The genes include some responsible for the senses of taste and smell, digestion, bone structure, skin colour and brain function. Under natural selection, beneficial genes become more common in a population as their owners have more progeny.

Three populations were studied: Africans, East Asians and Europeans. In each, a mostly different set of genes had been favoured by natural selection.

The study may help anthropologists explain the variety of distinctive appearances, even though people's genes are on the whole very similar, said Spencer Wells, the director of the genographic project of the National Geographic Society.

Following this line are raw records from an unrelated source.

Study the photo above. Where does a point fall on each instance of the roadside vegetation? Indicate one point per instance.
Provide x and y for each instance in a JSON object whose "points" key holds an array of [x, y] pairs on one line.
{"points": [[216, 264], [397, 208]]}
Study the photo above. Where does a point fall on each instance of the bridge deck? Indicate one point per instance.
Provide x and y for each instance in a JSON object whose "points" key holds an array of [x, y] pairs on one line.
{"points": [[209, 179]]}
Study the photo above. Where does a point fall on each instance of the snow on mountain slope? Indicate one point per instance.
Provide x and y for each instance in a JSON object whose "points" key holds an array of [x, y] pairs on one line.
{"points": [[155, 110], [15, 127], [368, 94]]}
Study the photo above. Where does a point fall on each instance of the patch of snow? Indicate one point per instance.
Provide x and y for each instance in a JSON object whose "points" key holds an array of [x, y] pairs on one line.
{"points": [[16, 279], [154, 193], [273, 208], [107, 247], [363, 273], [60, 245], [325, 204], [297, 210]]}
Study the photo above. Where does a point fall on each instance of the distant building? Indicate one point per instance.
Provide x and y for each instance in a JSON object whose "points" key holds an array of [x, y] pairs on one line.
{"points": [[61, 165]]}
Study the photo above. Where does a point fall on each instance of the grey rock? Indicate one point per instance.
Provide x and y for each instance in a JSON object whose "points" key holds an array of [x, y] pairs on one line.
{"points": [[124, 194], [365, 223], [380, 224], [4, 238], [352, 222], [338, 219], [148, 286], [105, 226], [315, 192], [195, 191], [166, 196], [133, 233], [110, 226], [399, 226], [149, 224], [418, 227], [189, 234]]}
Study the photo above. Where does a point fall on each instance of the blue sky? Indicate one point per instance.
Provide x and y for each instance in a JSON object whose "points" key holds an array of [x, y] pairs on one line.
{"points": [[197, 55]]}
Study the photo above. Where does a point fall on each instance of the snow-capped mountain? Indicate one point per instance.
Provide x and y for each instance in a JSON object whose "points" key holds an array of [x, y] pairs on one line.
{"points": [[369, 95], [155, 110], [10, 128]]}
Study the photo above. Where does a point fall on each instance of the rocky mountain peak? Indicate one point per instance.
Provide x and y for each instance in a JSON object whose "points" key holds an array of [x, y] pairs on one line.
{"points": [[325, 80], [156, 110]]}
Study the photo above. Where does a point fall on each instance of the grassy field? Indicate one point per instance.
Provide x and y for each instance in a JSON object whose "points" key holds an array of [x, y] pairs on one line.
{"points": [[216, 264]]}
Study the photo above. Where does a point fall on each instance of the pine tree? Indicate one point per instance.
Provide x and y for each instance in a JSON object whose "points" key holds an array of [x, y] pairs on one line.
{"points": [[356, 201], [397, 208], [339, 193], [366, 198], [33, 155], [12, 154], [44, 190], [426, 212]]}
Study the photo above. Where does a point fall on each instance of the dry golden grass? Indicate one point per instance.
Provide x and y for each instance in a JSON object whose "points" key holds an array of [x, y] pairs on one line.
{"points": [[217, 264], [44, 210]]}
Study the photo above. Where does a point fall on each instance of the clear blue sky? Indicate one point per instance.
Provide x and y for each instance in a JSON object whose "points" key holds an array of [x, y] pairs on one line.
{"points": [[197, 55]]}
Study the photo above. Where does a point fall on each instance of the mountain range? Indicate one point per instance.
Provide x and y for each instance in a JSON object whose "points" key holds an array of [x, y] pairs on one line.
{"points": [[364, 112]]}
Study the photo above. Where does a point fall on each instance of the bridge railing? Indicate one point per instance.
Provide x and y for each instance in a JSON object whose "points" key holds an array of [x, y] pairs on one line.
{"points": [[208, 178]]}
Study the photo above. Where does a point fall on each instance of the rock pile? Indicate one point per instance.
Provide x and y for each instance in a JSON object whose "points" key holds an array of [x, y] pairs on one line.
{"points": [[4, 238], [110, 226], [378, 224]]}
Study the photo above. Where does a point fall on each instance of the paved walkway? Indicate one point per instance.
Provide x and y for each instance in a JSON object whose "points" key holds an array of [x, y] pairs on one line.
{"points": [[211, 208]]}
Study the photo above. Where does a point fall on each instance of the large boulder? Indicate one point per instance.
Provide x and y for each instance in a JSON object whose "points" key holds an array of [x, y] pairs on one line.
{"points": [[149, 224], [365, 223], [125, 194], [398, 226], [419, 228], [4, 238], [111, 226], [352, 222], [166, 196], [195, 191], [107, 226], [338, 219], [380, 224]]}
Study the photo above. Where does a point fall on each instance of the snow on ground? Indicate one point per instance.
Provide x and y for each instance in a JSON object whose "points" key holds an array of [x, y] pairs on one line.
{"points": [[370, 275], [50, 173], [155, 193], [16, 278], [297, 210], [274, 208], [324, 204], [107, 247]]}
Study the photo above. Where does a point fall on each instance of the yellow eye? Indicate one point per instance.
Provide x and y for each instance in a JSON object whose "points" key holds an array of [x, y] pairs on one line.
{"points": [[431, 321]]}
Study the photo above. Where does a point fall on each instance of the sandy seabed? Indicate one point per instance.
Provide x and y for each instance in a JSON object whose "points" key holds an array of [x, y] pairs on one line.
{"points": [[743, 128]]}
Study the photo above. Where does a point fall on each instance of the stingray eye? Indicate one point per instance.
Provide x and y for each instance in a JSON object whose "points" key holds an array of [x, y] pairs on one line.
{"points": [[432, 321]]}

The finding adds substantially to the evidence that human evolution did not halt in the distant past, as is assumed by many social scientists.

"There is ample evidence that selection has been a major driving point in our evolution during the last 10,000 years, and there is no reason to suppose that it has stopped," said Jonathan Pritchard, a population geneticist at the University of Chicago, who headed the study.

He and his colleagues, Benjamin Voight, Sridhar Kudaravalli and Xiaoquan Wen, reported their findings in yesterday's PLoS-Biology, a journal published by the Public Library of Science.

Dr Pritchard estimates that the average era at which the selected genes started to become more common is 10,800 years ago in the African population and 6600 years ago in the Asian and European populations.

The researchers' data is based on DNA changes in three populations gathered by the HapMap project, a venture that built on the decoding of the human genome in 2003.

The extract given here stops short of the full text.